Washington -- Former Iraqi leader Saddam Hussein was aggressively plotting to subvert U.N. sanctions as part of a plan to produce illicit nuclear, biological and chemical weapons, according to the chief U.S. weapons inspector in Iraq.

Hussein was actively pursuing illegal financing and procurement efforts to undermine U.N.-imposed sanctions that prevented him from reconstituting weapons of mass destruction (WMD) programs after the 1991 Persian Gulf War, Chief Inspector Charles A. Duelfer testified October 6 before the Senate Armed Services Committee. That effort included influencing certain permanent members of the U.N. Security Council, he said.

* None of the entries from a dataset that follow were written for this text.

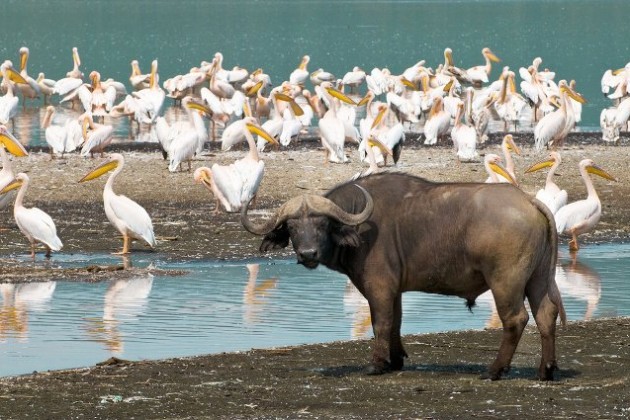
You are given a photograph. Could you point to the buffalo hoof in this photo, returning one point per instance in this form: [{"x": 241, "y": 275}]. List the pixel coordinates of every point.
[
  {"x": 378, "y": 370},
  {"x": 545, "y": 373}
]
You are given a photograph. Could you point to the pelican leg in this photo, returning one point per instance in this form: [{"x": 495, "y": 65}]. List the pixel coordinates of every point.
[
  {"x": 573, "y": 243},
  {"x": 125, "y": 249}
]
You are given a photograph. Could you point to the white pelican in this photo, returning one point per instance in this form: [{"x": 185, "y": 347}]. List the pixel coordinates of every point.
[
  {"x": 30, "y": 89},
  {"x": 131, "y": 219},
  {"x": 300, "y": 74},
  {"x": 331, "y": 128},
  {"x": 319, "y": 76},
  {"x": 581, "y": 216},
  {"x": 34, "y": 223},
  {"x": 189, "y": 137},
  {"x": 6, "y": 177},
  {"x": 491, "y": 163},
  {"x": 464, "y": 137},
  {"x": 236, "y": 184},
  {"x": 480, "y": 74},
  {"x": 553, "y": 126},
  {"x": 437, "y": 124},
  {"x": 551, "y": 195},
  {"x": 60, "y": 138},
  {"x": 95, "y": 98},
  {"x": 353, "y": 79},
  {"x": 95, "y": 136}
]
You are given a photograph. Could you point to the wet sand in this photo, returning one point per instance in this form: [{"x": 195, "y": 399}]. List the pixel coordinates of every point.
[{"x": 441, "y": 378}]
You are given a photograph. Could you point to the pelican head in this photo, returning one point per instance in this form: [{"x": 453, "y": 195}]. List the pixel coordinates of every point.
[{"x": 116, "y": 160}]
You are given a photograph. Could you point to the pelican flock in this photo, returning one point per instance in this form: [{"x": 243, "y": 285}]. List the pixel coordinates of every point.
[{"x": 364, "y": 117}]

"The fact that [Hussein] had the intent and capability, and that he was trying to undermine the sanctions that were in place is very disturbing," White House press secretary Scott McClellan told the Washington Post October 6. "And I think the report will continue to show that he was a gathering threat that needed to be taken seriously, that it was a matter of time before he was going to begin pursuing those weapons of mass destruction."

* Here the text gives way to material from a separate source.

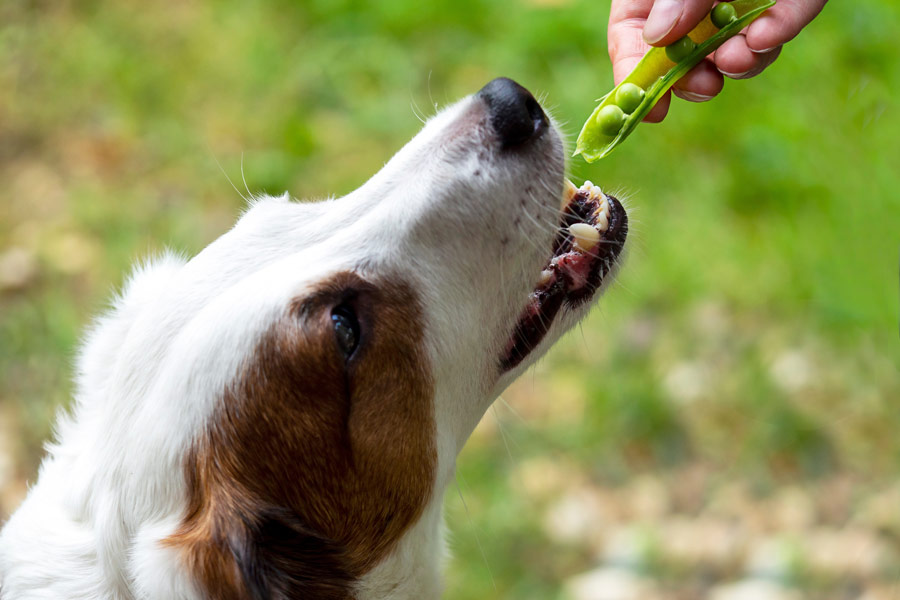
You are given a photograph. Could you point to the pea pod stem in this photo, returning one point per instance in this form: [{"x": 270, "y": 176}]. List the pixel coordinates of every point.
[{"x": 656, "y": 73}]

The Senate Armed Services Committee was hearing testimony from Duelfer and Marine Brigadier General Joseph J. McMenamin, commander of the Iraq Survey Group, following release of the survey group's final weapons inspection report.

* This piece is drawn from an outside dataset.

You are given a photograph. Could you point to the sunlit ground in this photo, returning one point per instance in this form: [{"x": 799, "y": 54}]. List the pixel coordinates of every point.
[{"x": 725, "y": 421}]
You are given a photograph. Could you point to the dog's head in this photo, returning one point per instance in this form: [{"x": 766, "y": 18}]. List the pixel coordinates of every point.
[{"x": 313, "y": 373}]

Duelfer said that the U.N.-imposed sanctions program was eroding and that there was a lot of corruption.

The Iraq Survey Group -- a special joint weapons inspection team from the CIA and the Defense Department -- did uncover Iraqi plans for ballistic missiles with ranges from 400 to 1,000 kilometers and for a 1,000-kilometer-range cruise missile, which were all farther than the 150-kilometer range permitted by the United Nations, Duelfer said.

Duelfer testified that Hussein wanted to produce illicit weapons, but did not have the means to produce them by the time of the 2003 U.S.-led Iraq war that toppled Hussein's regime. He also testified that after extensive investigations the prospects of finding an illicit weapons stockpile now is less than 5 percent, although an examination of a huge number of captured files and documents is still under way.

He said Hussein tried to retain the intellectual capability to produce a nuclear weapons program after 1991, but Duelfer's inspectors did not find an active program.

"We found no evidence, nor do we judge that there was one," Duelfer said.

However, Duelfer testified that he believed the world is better off since Saddam Hussein's regime has been deposed and Hussein is in custody.

"Analytically, the world is better off," Duelfer testified.

Duelfer, under committee questioning, said that his investigators have not found evidence of an active mobile biological weapons program. He said two trailers found in May 2003 -- one in Irbil and the other in Mosul -- were designed for the production of hydrogen.

"They have absolutely nothing to do with any biological weapons," Duelfer testified.

However, he added "this is one of those issues where I'm not quite comfortable in pronouncing that there was no mobile system in Iraq. We believe we've done as much investigation as we can. We have found no evidence."

Duelfer replaced David A. Kay in January as the chief U.S. weapons inspector after the U.S.-led invasion of Iraq. Duelfer is formally the special adviser to the director of Central Intelligence for strategy regarding Iraqi weapons of mass destruction programs. As head of the Iraq Survey Group he worked independently of the CIA and the Pentagon.